The QEEG scans, interpreted through a computer, showed something even more interesting. "Brain function changed at different rates," Leuchter said.

"The medications' effect was virtually immediate. Within 48 hours, we saw there was suppression of prefrontal activity in medication responders. It was an immediate and dramatic effect of medication."

But it took two weeks for any changes to be seen in the brains of people who responded to placebo, and when the change did come, it was an increase of activity in that part of the brain, not the decrease seen with the drugs.

DIFFERENT PATHWAYS TO GETTING BETTER

"These findings show us that there are different pathways to improvement for people suffering from depression," Leuchter said. "Medications are effective, but there may be other ways to help people get better. If we can identify what some of the mechanisms are that help people get better with placebo, we may be able to make treatments more effective."

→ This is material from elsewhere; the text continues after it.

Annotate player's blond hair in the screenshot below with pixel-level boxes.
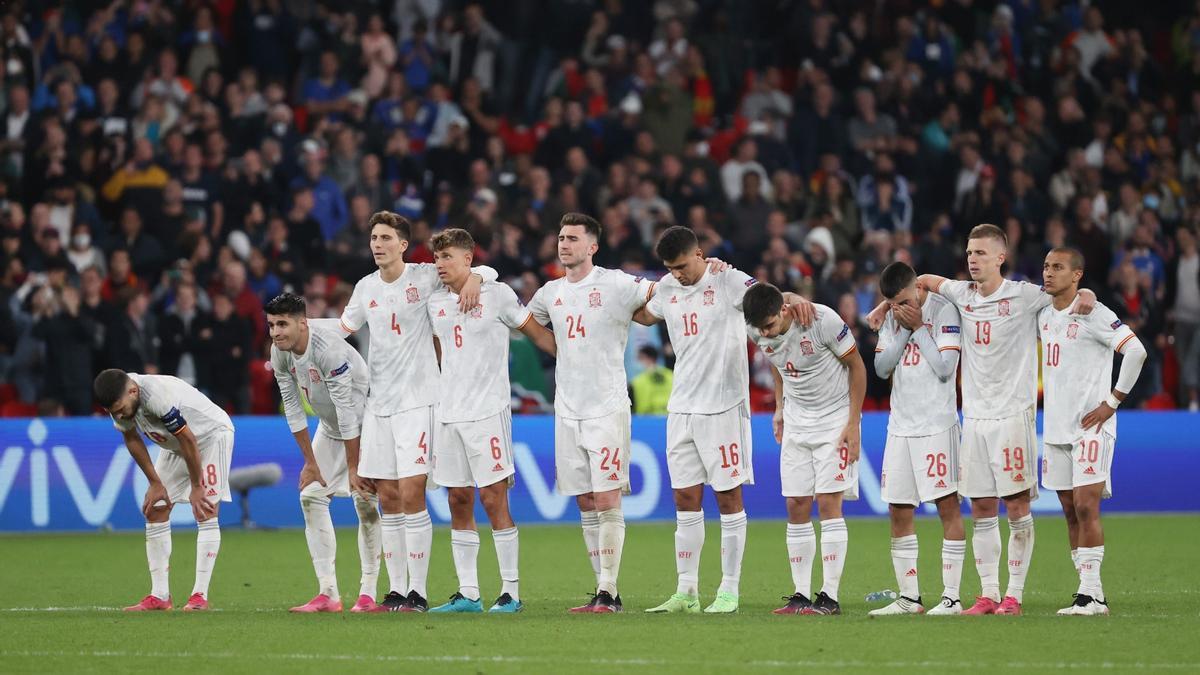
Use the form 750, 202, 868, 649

Leuchter said that in depression, deciding to get treatment -- whether a drug, an herb such as St. Johns Wort, or other treatments on the market -- may be half the battle.

"First of all, they made a decision to come in for treatment," he said. "They were prepared to get well. They came in, they actually got engaged with somebody. They started talking with staff, with nurses, with the physician. They got a lot of extra attention."

Last month, a study in the Journal of the American Medical Association found that the three leading antidepressant drugs -- Prozac, Zoloft and Paxil -- work equally well.